President Barack Obama rallied the nation to a new brand of liberal politics focusing on relatively modest spending proposals outlined in his first State of the Union address of his second term in office Tuesday night.
Obama focused on reforming minimum wage, education and the nation’s infrastrastructure during the annual address to the usual joint-session of Congress.
Obama began by addressing the recovery America has seen in recent years, stating that “We have cleared away the rubble of crisis and can say with renewed confidence that the state of our union is stronger.”
While Obama’s first campaign banked on hope and change, the theme of this state of this union address was not about the possibility of hopeful changes, but instead a statement of “Now is the time to get it done.”
“It is our generation’s task, then, to reignite the true engine of America’s economic growth—a rising, thriving middle class,” said Obama. “It is our unfinished task to restore the basic bargain that built this country—the idea that if you work hard and meet your responsibilities, you can get ahead, no matter where you come from, what you look like or who you love.”
Members of the nation’s armed forces sat with members of Congress as the president revealed his plan to end the war in Afghanistan, putting forth a promise that “by the end of next year, our war in Afghanistan will be over.”
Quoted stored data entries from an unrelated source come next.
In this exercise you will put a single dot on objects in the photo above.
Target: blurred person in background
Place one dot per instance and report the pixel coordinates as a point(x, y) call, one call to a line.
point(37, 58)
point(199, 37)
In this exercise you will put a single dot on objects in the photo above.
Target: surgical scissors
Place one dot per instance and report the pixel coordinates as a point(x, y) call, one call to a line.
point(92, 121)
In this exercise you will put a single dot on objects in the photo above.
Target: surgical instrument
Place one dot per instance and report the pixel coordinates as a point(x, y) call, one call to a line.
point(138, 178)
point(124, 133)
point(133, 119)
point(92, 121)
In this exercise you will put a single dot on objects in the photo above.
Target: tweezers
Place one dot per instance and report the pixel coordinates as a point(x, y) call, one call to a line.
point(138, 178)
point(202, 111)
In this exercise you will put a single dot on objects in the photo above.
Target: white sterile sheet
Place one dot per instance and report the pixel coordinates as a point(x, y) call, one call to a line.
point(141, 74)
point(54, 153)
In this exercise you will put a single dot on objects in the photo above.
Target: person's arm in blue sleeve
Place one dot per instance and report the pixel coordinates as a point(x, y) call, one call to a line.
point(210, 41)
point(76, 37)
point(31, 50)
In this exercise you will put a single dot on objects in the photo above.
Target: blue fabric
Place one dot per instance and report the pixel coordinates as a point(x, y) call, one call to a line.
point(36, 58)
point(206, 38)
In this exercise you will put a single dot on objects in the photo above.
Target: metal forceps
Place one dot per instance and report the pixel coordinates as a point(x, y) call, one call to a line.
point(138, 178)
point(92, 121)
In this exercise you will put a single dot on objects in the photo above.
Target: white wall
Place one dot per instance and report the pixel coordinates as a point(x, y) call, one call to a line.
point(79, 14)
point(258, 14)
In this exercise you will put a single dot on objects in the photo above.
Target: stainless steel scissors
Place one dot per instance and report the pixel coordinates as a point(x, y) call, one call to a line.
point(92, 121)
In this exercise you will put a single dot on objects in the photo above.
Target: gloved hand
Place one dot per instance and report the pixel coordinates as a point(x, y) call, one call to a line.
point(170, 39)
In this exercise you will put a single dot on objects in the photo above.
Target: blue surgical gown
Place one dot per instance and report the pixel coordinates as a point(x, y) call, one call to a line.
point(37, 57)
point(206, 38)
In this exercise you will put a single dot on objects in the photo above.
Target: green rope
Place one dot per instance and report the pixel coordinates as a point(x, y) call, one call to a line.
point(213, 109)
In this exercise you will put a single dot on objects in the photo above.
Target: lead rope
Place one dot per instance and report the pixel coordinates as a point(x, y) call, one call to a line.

The president also supported other controversial wartime issues, such as women in combat and gays in the military.
Obama also called for several actions to come into effect, such as creating an energy security trust to move away from the use of gasoline, cutting energy waste in homes and businesses and implementing a “fix-it-first” program set on repairing structurally deficient buildings and bridges.
Addressing the topic of energy, the president offered an incentive of more federal support for energy efficient buildings for businesses, which is meant to cut down the effects of global warming.
Commenting that the minimum wage rate was the only subject that both he and presidential candidate Mitt Romney agreed on, Obama proposed the increase of the national minimum wage to $9 an hour.
“Let’s tie the minimum wage to the cost of living, so that it can finally become a wage you can live on,” Obama said.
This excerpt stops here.